# Atlantis Via RCI



## carlbarry (Jan 18, 2008)

I'm a newbie, but not as much of a newbie as a friend of mine, who I'm trying to explain this all to.  He and his family love Atlantis.  I told him if he bought, for example, Bonnet Creek, since both are RCI, he might be able to exchange for Atlantis.  I know some of the ins and outs, but my question is:
is there really a chance he could get Atlantis through RCI, off season (for example, he is taking his family to Orlando on Jan. 20, when his kids are off from school for a week)?  Thanks.


----------



## arlene22 (Jan 18, 2008)

The only timeshare that includes access to Atlantis is Harborside Resort @ Atlantis. It trades exclusively through II. Does he have an II trader?


----------



## carlbarry (Jan 18, 2008)

He owns nothing.  A relative gets him a week reservation every year at an Orlando Hilton, for very little money, under $200.  Between that, and what I've been telling him about my timeshare adventure (49,000 points at Star Island purchased last month on Ebay for $100), he's become intrigued, since he has 5 kids.  I found an Atlantis timeshare sale on Ebay for him, which says it trades through RCI.  I trust you more than the Ebay seller!


----------



## arlene22 (Jan 18, 2008)

There are RCI-affiliated timeshares on Paradise Island, but they do not include access to Atlantis, and some of them charge extra fees.  Is the Ebay sale for Harborside or for something else? 
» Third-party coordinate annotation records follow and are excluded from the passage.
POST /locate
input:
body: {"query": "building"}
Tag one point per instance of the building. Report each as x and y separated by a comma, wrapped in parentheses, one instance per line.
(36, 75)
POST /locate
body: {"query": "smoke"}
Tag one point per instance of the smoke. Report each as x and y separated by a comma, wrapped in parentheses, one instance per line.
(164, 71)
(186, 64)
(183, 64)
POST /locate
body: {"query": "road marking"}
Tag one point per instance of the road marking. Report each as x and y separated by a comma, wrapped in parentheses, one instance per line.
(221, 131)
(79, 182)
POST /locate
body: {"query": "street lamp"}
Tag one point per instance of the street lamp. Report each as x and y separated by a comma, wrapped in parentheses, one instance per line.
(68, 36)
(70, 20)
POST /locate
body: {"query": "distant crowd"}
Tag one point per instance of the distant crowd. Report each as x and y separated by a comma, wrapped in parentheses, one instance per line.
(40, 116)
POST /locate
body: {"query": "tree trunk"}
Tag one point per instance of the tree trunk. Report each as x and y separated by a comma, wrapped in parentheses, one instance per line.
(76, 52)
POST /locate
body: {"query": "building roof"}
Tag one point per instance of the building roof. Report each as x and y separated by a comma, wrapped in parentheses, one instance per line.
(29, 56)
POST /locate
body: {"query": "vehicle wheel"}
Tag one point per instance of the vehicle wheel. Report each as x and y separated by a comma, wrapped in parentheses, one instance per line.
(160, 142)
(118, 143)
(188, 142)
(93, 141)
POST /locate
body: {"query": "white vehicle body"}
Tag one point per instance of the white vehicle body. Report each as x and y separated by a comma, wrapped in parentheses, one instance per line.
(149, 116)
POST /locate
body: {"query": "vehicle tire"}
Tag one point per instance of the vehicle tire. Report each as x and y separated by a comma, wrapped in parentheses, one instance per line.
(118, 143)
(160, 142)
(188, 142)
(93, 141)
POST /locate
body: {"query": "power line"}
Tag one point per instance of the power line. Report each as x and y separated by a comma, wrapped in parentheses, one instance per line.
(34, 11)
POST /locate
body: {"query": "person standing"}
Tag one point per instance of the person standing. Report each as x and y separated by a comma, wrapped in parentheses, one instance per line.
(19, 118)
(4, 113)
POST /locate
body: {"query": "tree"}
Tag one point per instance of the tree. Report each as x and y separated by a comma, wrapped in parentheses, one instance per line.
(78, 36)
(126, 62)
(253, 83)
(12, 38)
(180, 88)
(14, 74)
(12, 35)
Just to confuse you more  there are some Starwood timeshares that have internal trading privileges that can get you an internal trade to Harborside. Could that be what you're looking at? Not all Starwood timeshares have that, though. So be careful. And many ebay sellers misrepresent this out of ignorance. Best bet is to check it out here first before buying one of those!


----------



## arlene22 (Jan 18, 2008)

Okay, I see the one you're talking about. Yes, he made a mistake saying that it is affiliated with RCI. It is not. He is also way underestimating the closing costs. FWIW. 

Anyway, I don't think your friend was interested in buying Harborside, just trading in, right? If he's looking for a cheap timeshare that would trade into Harborside, I would recommend a cheap Starwood that doesn't trade internally (those are more expensive) but that does have the Starwood preference in II. That, and a very broad/flexible request, should do the trick. Most of the Harborside weeks that II gets are in Jan, Mar, May, and Nov. If he can go during those times, that should do the trick.


----------



## carlbarry (Jan 18, 2008)

Thank you very much.  I'll pass that on.


----------



## DeniseM (Jan 18, 2008)

Since Atlantis is a Starwood Property, I moved it to that forum, where the experts can help you.  

To understand how Starwood works, internal exchanges, and exchanges with II, be sure you read the posts under the "Owner Resources Sticky" at the top of this page.


----------